J'ai bien téléchargé mes morceaux de musique de itunes >ipod touch.Je peux écouter chanson par chanson mais je voudrais lire mes morceaux en continu. Comment faire ?Merci pour votre aide


----------



## Macuserman (17 Janvier 2010)

Salut. 

Lance le menu iPod. Lance une chanson, peut importe laquelle. Ensuite tape sur l'écran. Et appuie sur la petite "boucle" une fois pour qu'elle devienne bleue. 

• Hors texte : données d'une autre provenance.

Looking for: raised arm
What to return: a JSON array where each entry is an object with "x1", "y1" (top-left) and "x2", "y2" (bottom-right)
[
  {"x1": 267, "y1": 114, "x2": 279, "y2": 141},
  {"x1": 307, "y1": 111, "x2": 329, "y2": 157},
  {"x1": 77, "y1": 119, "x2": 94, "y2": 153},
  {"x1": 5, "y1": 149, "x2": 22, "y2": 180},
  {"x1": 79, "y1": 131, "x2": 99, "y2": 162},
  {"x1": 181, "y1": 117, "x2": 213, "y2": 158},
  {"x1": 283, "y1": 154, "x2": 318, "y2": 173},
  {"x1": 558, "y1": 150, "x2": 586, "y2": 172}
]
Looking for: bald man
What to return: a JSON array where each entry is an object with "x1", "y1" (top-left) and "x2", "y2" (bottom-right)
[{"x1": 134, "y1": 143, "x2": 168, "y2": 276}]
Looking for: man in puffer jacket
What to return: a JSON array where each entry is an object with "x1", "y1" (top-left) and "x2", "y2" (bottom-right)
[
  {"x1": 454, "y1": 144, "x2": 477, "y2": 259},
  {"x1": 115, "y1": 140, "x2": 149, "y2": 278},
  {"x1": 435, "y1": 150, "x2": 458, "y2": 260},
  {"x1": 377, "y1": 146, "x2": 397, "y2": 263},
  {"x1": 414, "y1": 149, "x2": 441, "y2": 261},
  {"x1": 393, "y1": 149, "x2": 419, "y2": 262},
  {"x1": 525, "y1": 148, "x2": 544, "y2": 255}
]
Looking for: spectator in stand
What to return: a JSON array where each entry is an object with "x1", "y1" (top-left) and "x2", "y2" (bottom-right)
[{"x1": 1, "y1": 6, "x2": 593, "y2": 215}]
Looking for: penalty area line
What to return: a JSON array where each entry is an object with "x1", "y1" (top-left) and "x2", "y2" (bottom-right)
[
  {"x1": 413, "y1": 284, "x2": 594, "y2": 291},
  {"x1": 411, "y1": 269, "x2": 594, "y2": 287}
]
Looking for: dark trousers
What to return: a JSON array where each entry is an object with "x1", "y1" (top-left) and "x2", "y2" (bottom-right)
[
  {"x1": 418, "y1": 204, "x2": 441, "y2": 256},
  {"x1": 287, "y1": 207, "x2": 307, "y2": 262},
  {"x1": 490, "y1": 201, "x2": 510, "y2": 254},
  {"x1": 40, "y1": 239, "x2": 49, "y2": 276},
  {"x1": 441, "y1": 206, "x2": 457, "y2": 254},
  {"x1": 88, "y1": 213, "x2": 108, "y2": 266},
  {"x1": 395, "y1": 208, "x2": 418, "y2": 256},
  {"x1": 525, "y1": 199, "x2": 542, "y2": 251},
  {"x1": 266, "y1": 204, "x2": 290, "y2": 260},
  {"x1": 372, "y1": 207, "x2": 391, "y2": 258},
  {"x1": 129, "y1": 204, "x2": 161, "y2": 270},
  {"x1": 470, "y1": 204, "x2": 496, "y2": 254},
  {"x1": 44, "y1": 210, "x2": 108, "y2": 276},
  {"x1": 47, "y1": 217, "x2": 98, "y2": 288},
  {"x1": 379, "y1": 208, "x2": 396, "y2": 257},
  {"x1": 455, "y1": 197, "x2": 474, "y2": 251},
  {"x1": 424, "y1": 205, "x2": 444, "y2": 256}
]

A tout hasard: qu'appelles-tu "écouter en continu" ?


----------



## alex193 (17 Janvier 2010)

pour moi, écouter en continu, c'est écouter plusieurs chansons de suite sans avoir à lancer la lecture à chaque fois. Est-ce que je suis plus claire ? Peut-être faut-il que je crée une liste avec plusieurs chansons dans itunes ?


----------



## Macuserman (17 Janvier 2010)

Alors ma méthode fonctionne si les morceaux à écouter sont aléatoirement importants.
Mais si tu ne veux écouter que certains morceaux alors oui tu passes par une liste de lecture (soit intelligente soit manuellement gérée !  ).

Zen&#8230; Et click !


----------



## alex193 (17 Janvier 2010)

Merci beaucoup pour ton aide et bonne soirée. Cdlt


----------



## Macuserman (17 Janvier 2010)

Bonne soirée à toi !
Toujours prêt à rendre service !


----------